ZCC has a chain of offices that sell different types of paper to customers all over the world. They have data stored in their data warehouses that will help them make important marketing decisions for the future, as they have plans to diversify into other products like gift-wrappers, scribble-pads, stationery, books and calculators.

ZCC is going to use data mining techniques to discover patterns in their data.

The company has customers who have missed the payment deadline for their purchases from ZCC.

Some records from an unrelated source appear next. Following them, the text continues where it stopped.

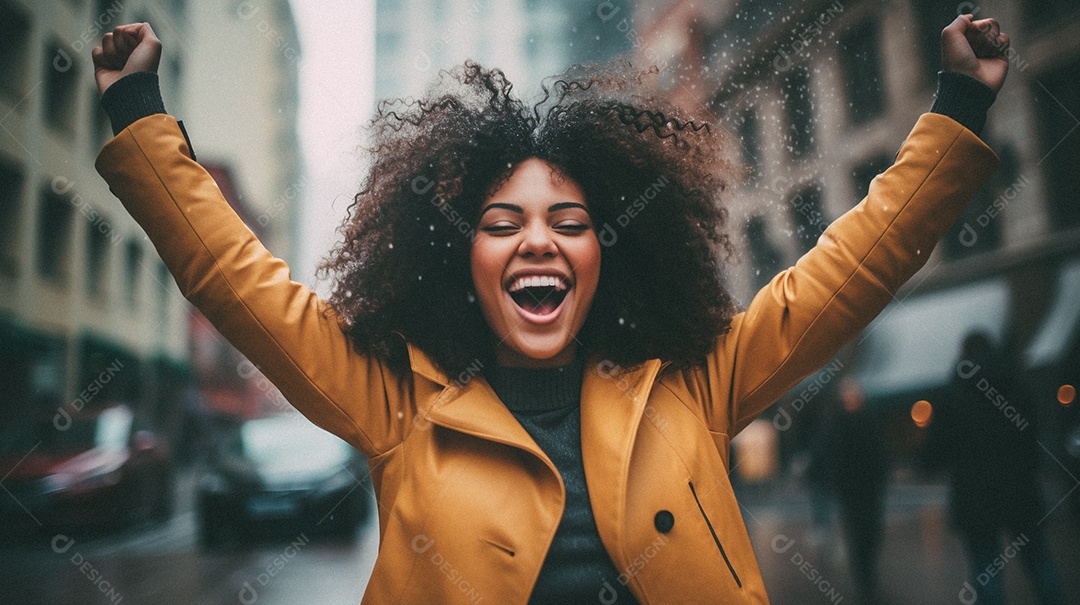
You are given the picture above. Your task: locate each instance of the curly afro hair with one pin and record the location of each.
(651, 178)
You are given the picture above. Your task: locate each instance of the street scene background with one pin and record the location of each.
(130, 429)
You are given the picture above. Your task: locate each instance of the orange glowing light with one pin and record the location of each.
(921, 413)
(1066, 393)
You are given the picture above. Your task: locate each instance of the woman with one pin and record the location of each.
(543, 370)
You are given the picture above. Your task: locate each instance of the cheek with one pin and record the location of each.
(588, 266)
(485, 267)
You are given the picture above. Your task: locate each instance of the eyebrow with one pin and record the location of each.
(520, 210)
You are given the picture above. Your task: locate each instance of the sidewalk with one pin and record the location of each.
(921, 561)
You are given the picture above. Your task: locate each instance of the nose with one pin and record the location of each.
(537, 241)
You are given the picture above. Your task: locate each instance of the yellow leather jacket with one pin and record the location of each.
(468, 502)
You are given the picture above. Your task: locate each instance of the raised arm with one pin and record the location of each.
(223, 269)
(807, 312)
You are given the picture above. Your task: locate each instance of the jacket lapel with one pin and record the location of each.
(473, 408)
(612, 403)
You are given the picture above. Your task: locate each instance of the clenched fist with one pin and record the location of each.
(976, 49)
(125, 50)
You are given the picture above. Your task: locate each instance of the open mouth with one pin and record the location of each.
(538, 295)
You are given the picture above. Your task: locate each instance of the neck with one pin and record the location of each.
(509, 358)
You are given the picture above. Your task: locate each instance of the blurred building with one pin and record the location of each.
(89, 313)
(527, 39)
(241, 108)
(819, 95)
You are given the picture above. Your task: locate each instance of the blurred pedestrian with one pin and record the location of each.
(985, 434)
(855, 465)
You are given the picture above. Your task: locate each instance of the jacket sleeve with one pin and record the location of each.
(282, 326)
(807, 312)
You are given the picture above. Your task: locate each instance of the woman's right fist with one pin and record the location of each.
(125, 50)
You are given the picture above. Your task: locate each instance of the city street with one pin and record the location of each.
(921, 561)
(163, 563)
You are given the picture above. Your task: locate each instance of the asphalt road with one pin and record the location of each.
(921, 561)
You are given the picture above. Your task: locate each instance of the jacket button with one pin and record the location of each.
(664, 521)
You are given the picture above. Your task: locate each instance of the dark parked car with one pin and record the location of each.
(282, 472)
(97, 468)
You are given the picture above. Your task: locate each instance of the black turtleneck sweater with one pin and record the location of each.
(547, 402)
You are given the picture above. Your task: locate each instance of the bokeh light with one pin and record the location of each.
(1066, 393)
(921, 413)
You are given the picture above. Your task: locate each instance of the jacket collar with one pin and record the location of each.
(612, 403)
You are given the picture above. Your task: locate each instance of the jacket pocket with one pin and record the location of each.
(715, 537)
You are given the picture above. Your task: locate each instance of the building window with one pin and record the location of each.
(765, 258)
(979, 228)
(799, 107)
(861, 63)
(97, 261)
(61, 88)
(14, 48)
(11, 196)
(748, 132)
(864, 173)
(807, 216)
(54, 236)
(133, 268)
(1053, 94)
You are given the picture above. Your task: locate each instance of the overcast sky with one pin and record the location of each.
(337, 79)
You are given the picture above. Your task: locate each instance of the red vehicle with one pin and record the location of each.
(97, 468)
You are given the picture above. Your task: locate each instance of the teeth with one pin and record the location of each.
(538, 281)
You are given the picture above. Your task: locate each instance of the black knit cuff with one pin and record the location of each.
(132, 97)
(963, 98)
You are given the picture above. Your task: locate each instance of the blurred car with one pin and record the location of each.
(281, 472)
(97, 468)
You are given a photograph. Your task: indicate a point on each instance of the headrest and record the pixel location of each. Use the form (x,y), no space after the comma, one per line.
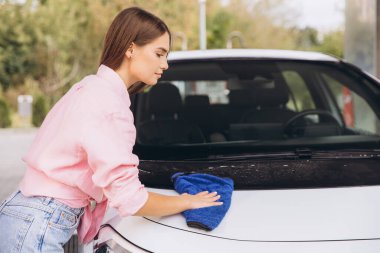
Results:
(265,96)
(197,100)
(241,97)
(164,98)
(261,92)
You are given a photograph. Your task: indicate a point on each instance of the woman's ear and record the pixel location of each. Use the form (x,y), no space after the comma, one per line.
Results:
(129,52)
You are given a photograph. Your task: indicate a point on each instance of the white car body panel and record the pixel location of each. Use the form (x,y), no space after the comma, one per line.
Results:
(251,54)
(298,220)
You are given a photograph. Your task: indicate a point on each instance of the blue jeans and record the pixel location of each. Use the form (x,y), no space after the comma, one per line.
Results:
(36,224)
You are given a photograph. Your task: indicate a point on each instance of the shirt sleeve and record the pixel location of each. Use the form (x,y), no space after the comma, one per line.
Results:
(108,140)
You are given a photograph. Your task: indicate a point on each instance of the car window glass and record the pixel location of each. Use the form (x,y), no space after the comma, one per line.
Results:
(301,98)
(216,90)
(351,106)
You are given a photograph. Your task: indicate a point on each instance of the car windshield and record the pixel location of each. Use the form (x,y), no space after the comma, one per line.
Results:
(240,101)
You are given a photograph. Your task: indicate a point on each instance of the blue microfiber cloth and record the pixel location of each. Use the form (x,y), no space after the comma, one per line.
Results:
(206,218)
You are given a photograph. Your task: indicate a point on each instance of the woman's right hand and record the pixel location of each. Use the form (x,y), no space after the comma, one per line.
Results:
(201,199)
(163,205)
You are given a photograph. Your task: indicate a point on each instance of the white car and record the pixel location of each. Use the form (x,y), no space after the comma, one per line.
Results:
(298,132)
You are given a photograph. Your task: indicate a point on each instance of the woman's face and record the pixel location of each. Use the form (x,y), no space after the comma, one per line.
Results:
(148,62)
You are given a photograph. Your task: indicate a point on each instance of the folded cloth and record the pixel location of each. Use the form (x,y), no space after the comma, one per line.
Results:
(207,218)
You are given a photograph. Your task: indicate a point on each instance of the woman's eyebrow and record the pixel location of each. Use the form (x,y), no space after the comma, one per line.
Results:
(163,49)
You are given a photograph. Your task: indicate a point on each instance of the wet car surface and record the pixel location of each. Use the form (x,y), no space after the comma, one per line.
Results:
(299,134)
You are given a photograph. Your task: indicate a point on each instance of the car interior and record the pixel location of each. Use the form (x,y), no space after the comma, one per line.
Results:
(254,107)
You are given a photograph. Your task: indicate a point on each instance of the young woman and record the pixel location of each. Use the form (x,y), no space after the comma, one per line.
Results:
(81,160)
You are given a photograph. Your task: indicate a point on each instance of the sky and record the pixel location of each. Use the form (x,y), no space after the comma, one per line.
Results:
(324,15)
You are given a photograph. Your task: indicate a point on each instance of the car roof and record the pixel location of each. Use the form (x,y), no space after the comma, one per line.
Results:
(251,54)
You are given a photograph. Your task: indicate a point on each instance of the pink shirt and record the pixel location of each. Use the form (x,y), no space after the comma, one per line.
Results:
(83,152)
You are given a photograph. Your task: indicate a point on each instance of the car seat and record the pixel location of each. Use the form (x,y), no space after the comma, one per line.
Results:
(165,124)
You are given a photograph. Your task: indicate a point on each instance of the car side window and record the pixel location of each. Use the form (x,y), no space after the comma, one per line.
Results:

Outline why data warehousing is time dependent.

[2]
a.i.

Outline one reason why ZCC uses a data warehouse.

[2]
a.ii.

Outline why transformation of the data is necessary prior to it being loaded into the data warehouse.

[2]
b.

Compare cluster analysis and classification as techniques for discovering patterns in ZCC's data.

[6]
c.

Describe how the process of deviation detection can be applied to identify customers who are likely to miss the payment deadline for their purchases from ZCC.

[3]
d.

ZCC is aware that other data mining and detection techniques will allow more informed marketing decisions to be made.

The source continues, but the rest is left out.